Menu

Get the content for the whole domain

Help
Anonymous
2013-08-13
2013-08-14
  • Anonymous

    Anonymous - 2013-08-13

    Hi,

    I need to extract the whole content of one domain. This mean that I have to get the $DocInfo->links_found and then I have to iterate through this array to get every $DocInfo->content.
    The problem that I have is that always I get the first page content. If I try to execute the method go again I get a mistake.
    Many thanks in advance

     
  • Anonymous

    Anonymous - 2013-08-13

    Hi!

    There's no need to iterate over the links_found-array.
    Phpcrawl automatically follows every link of the domain and returns it's content, so you only have to handle it.

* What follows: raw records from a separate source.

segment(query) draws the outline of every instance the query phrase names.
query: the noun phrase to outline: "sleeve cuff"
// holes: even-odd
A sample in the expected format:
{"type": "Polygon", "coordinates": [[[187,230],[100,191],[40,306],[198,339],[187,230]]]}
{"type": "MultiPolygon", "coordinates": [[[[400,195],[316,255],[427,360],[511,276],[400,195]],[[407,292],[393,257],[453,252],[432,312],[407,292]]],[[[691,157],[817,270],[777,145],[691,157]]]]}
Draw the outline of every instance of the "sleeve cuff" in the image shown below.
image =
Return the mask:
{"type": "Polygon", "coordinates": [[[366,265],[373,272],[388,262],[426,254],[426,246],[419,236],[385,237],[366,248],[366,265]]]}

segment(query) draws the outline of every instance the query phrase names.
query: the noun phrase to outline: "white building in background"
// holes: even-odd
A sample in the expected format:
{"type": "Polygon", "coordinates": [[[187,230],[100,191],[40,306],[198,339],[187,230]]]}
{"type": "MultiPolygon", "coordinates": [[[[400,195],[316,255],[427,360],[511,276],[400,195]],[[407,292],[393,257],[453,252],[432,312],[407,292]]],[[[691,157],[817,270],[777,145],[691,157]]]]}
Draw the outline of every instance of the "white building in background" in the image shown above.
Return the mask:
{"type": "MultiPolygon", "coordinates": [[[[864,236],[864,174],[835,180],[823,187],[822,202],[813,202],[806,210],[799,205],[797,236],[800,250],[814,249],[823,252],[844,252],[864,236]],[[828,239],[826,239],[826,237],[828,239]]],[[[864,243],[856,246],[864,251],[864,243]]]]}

    Just get sure you set the follow-mode to 1 (stay in domain) or 2 (stay in host, that's the default).
    http://cuab.de/classreferences/PHPCrawler/method_detail_tpl_method_setFollowMode.htm

     
    • Anonymous

      Anonymous - 2013-08-14

      Hi!!,
      Thanks a lot for your answer. But I am a little bit confuse. If I understand well the "PHPCrawlerDocumentInfo" is a class that is returned when you execute the method "go" and this class has as one of its properties the "content" but this content is the content of the url that you have set. In adition the "PHPCrawlerDocumentInfo" has an array with all the links that the website has (links_found).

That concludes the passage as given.